Carl Bradley Anderson (Gary) and Anne Westcott (Karen) are trapped in a suburban basement after the rise of flesh-eating zombies across the land. Their respective spouses — Lara Fisher (Molly) and Rafael Zubizarreta Jr. (Joseph) — have fallen prey to the plague of the undead, and over the course of a few days the four will be changed forever.
Ever since Justin Tanner’s long-running production of ZOMBIE ATTACK!, stage audiences have come to associate the living dead with bloody comedy: It’s part and parcel of the current “zombiepocalypse” meme, in which people idly speculate on how much “fun” it would be to struggle to survive in a world overrun by shambling monsters. Nothing could be further from the attitude of THE REVENANTS, which returns to a more sober and considered approach to the subject matter. Like the father of flesh-eating zombies, George Romero, writer Scott T. Barsotti and director Dan Spurgeon have chosen to use the idea of zombies as a mirror for people and how they relate to each other. In the end, zombies are us, and we are to a great extent zombies.
Anderson’s Gary and Westcott’s Karen unravel over the course of the show and the catastrophe it depicts, questioning their relationships with their mates and with each other. Gary and Karen aren’t Photoshopped WB manikins, but real people in a terrifying situation. Like the highly effective opening audio presentation, which takes us from a prosaic morning zoo radio show into global horror, Gary and Karen descend from their normal lives into a rawer, more volatile state: The situation peels away their layers until they stand before us in a state refined by grief, fear and anguish. They want to cling to normalcy because, after all, normalcy is nothing more than our lives as we live them. But the terror they face has forced everyone’s cards on the table, and there are hard decisions to make about whether life is worth living and how we know what it is to be human.
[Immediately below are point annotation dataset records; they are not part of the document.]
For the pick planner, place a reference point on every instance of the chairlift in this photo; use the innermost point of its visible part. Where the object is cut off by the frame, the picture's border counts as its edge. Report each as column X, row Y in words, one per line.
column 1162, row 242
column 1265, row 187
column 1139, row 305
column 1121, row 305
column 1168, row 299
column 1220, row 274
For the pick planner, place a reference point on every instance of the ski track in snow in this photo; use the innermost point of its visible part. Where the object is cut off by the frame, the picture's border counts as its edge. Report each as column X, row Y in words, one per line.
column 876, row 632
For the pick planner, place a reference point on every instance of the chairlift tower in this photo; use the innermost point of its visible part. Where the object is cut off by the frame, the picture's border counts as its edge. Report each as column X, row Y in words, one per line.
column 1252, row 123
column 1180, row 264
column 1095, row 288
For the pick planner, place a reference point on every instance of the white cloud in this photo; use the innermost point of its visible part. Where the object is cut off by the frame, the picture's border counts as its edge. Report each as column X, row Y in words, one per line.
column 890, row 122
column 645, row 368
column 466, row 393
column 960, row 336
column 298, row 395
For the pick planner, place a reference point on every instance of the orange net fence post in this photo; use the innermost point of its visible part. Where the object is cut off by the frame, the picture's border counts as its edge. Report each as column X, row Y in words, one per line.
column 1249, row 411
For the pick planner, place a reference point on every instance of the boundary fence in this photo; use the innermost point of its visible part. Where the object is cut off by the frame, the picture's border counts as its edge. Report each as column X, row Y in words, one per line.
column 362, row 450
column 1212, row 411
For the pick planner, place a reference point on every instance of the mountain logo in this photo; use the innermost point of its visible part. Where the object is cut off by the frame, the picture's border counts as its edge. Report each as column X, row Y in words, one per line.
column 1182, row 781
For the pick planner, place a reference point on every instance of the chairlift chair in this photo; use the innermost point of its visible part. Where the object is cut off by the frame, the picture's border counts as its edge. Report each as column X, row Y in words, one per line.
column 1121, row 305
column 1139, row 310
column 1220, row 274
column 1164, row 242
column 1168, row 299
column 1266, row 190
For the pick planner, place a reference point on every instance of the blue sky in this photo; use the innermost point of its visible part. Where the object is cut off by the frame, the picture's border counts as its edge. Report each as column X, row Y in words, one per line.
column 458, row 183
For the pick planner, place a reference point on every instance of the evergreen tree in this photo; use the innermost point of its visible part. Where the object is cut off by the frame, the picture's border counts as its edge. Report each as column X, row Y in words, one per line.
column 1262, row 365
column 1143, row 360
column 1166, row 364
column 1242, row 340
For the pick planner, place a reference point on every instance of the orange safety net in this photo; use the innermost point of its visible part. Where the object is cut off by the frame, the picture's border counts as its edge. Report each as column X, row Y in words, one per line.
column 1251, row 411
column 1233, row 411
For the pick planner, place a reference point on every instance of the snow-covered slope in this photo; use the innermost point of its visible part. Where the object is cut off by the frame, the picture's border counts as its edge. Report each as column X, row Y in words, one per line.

What are you willing to live through? What can you lose and still return to a normal life again?
The other half of the equation in this production is, of course, Fisher’s Molly and Zubizarreta’s Joseph… who are flesh-eating zombies chained to the basement wall. (We do see them alive very briefly at the beginning of the play, but if you blink, you’ll miss it.) This seems at first like a thankless, pointless job in any kind of stage show. But what the actors do with these creatures elevates them on a par with the better performers who appear onstage as The Mute in THE FANTASTICKS or Snoopy in the musical YOU’RE A GOOD MAN, CHARLIE BROWN. They spend virtually the entire evening performing in mime and vocal groans, but they are always engaged in the ongoing narrative, even when they’re not directly paying attention to it, and there is indeed something there in their characters’ rotting brains. Without a word, they embody menace, mystery and even echoes of who they once were and what their relationships used to be.
Where’s My Head FX does a great job with the horror effects, and Michael Sadler and Christine Bartsch’s set is understated in a very good way. Special kudos must go to Ross Patel and John Santo’s sound design, which has many subtle and powerful touches (there are sounds that an astute audience member will catch that the characters in the play will not).
The Visceral Company is an exciting young theatrical company that specializes in bringing intelligent, well-made horror to the stage. Support them and you’ll be glad you did. Go see THE REVENANTS and see that for actual human beings, the “zombiepocalypse” isn’t going to be a happy funtime first-person shooter video game.